How to Cut Food for Little Fingers

One of the most counterintuitive aspects of baby led weaning was the fact that babies need large pieces of food in the beginning, and smaller ones later on. 

Until babies have mastered the pincer grasp (the ability to pick up a small object with a thumb and index finger), larger slices of food make eating an easier task. At around 8-12 months, the pincer grasp develops and you’ll find your little one will prefer smaller pieces of food to show off their new skill set. Until then, food that can be held in their fist with some of the food exposed to eat is actually the perfect size.

But “small” and “big” are pretty vague directives, so here’s some go-to tips on how to cut and serve food for little fingers just starting their baby led weaning journey. Sometimes just offering a child a previously rejected food prepared in a new way keeps their exploring minds engaged — and less likely to become “bored” with a food that they’ve gotten used to as they get older. 

Keep the skin on.

Slippery foods like bananas and avocados are popular “starting” foods because they are easy (no cooking needed!), healthful and naturally tender. However, they are also extremely slippery and babies can become frustrated when their attempts to pick it up fail or when their hands become too dirty (a problem a couple of my daughter’s friends have, ha!). Cut a banana so there is a “handle” of skin, or leave the skin of avocados on. Just make sure to wash the skin well whether or not you’ve bought organic food. Your baby has a natural ability to quickly learn what is and isn’t edible — you’ll be surprised at how quickly they spit out the skin!

Cut crayon-sized strips.

Whether it’s meat, bread, veggies or fruit — try cutting strips about the size of a large Crayola crayon. The crayons are perfectly sized for little hands, so it’s an easy way to remember a good starting size when slicing up things to eat. Too long or thick, and it can be “too much” for little hands, making them reject the food (AKA you thinking your darling simply hates carrots!). Too short or thin, and it can disappear into their fists, making it also difficult to eat. Crayon size is perfect — enough to hold onto and eat at the same time! 

If it’s hard, cut it thin. If it’s soft, cut it thick.

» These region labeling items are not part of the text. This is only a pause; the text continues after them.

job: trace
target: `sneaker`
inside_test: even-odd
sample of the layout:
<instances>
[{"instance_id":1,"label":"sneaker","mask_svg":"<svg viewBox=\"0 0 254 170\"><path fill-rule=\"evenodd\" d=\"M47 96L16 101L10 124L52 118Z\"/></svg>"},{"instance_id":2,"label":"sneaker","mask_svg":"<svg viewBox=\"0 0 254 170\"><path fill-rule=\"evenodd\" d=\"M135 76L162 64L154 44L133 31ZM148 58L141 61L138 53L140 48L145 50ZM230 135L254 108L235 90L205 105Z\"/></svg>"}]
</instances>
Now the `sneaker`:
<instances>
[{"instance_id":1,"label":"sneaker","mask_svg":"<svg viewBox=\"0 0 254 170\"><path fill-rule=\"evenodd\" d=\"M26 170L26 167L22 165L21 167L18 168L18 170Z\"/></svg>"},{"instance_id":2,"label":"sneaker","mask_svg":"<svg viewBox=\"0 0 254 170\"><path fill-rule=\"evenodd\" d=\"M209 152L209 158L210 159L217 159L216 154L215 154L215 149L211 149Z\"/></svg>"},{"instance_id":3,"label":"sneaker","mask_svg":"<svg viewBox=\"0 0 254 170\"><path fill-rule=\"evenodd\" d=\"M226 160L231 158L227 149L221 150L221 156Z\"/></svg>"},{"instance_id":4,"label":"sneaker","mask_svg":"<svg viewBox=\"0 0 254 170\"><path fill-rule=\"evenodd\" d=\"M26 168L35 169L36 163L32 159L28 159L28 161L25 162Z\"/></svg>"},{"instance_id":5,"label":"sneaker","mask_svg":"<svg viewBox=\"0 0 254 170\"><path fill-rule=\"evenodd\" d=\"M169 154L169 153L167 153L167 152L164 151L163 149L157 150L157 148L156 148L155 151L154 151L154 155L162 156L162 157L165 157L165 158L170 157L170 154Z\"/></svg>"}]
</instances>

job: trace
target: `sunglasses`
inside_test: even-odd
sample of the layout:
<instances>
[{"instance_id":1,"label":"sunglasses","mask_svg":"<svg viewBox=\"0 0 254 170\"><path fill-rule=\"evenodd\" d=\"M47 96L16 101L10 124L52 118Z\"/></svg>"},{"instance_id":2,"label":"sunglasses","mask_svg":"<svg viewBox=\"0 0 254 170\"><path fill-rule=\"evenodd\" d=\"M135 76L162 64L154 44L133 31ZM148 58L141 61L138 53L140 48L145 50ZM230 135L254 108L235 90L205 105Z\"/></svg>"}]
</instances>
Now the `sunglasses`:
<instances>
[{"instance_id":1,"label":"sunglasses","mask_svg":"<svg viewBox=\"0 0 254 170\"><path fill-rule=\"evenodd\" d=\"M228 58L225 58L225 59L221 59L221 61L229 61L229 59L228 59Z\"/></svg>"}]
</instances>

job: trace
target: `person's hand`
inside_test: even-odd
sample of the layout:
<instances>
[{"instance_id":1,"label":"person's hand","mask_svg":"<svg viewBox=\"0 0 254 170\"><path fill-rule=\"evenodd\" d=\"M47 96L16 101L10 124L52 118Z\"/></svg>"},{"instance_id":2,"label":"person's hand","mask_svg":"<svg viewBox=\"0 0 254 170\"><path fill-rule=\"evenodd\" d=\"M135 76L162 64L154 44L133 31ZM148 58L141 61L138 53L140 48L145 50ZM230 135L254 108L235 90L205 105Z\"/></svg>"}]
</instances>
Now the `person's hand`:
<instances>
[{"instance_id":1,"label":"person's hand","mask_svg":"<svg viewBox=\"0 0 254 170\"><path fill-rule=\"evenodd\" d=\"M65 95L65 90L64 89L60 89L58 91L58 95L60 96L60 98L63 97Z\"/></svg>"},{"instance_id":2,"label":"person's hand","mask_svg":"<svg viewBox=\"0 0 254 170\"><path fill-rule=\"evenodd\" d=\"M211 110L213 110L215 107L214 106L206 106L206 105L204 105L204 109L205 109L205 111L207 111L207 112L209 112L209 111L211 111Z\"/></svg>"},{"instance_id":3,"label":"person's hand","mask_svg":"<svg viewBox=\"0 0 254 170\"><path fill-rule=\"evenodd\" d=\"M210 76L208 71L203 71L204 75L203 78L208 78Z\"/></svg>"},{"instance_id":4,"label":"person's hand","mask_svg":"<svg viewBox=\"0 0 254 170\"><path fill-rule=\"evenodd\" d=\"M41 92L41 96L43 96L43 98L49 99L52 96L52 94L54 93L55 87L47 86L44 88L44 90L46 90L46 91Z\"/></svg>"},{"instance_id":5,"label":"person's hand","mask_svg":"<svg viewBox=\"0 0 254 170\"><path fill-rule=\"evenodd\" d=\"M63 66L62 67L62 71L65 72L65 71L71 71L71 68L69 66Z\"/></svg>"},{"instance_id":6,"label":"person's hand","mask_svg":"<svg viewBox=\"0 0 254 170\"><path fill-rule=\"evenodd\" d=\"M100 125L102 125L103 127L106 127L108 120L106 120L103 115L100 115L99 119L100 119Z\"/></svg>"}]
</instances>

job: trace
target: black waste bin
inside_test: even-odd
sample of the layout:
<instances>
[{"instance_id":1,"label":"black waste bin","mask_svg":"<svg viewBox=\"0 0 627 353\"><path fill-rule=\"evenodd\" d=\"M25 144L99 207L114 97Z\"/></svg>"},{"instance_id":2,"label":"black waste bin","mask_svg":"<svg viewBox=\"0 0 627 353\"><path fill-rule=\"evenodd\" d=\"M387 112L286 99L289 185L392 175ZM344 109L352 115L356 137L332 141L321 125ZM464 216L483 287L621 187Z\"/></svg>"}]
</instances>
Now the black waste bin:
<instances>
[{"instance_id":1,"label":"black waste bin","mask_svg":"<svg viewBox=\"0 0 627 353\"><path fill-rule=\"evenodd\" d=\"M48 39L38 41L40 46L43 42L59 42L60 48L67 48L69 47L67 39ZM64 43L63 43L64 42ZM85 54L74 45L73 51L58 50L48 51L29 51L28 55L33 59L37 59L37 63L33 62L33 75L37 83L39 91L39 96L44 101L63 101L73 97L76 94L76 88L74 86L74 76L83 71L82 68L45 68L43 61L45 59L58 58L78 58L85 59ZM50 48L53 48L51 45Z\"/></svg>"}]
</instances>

Their little gums are surprisingly strong — my daughter didn’t have teeth until 15 months and tore into steak, apples and lettuce. You’d be surprised at what they can do, and how neat it is to watch your 7 month old pull food out of her mouth because she knows she put in too much. However, I always felt a bit safer cutting an apple into thin, quarter inch sized slices instead of big wedges while she was still flashing her sweet gummy smile. For softer foods like avocados, however, I tried to keep the wedges no thinner than the thickness of a large crayon so it didn’t fall apart too easily. Stems of broccoli, lightly steamed, are also the perfect size for little fists to grab a stem and munch on the soft top.

Create texture.

If I’m not cutting easy-to-hold strips, I will often use a crinkle cutter to create some texture. The waves seem to make it a bit easier for their little hands to grasp. Also, I’ve occasionally rolled slippery mango or avocado in chia seeds, making it a tad easier to pick up (although beware, it’s messy!).

Offer opportunities to practice their pincer grasp.

Every now and then, even before her grasp was developed, I’d throw some blueberries or peas or diced chicken on her plate to let her start playing around with smaller pieces of food. Remember the difference between choking vs. gagging and continue to avoid round, hard foods like whole grapes, nuts and cherry tomatoes….but small blueberries, peas or diced yams are great ways to start on smaller whole foods. I typically cut anywhere from a Cheerio-sized bite to a penny — small enough to reduce choking but large enough to grasp with unrefined motor skills!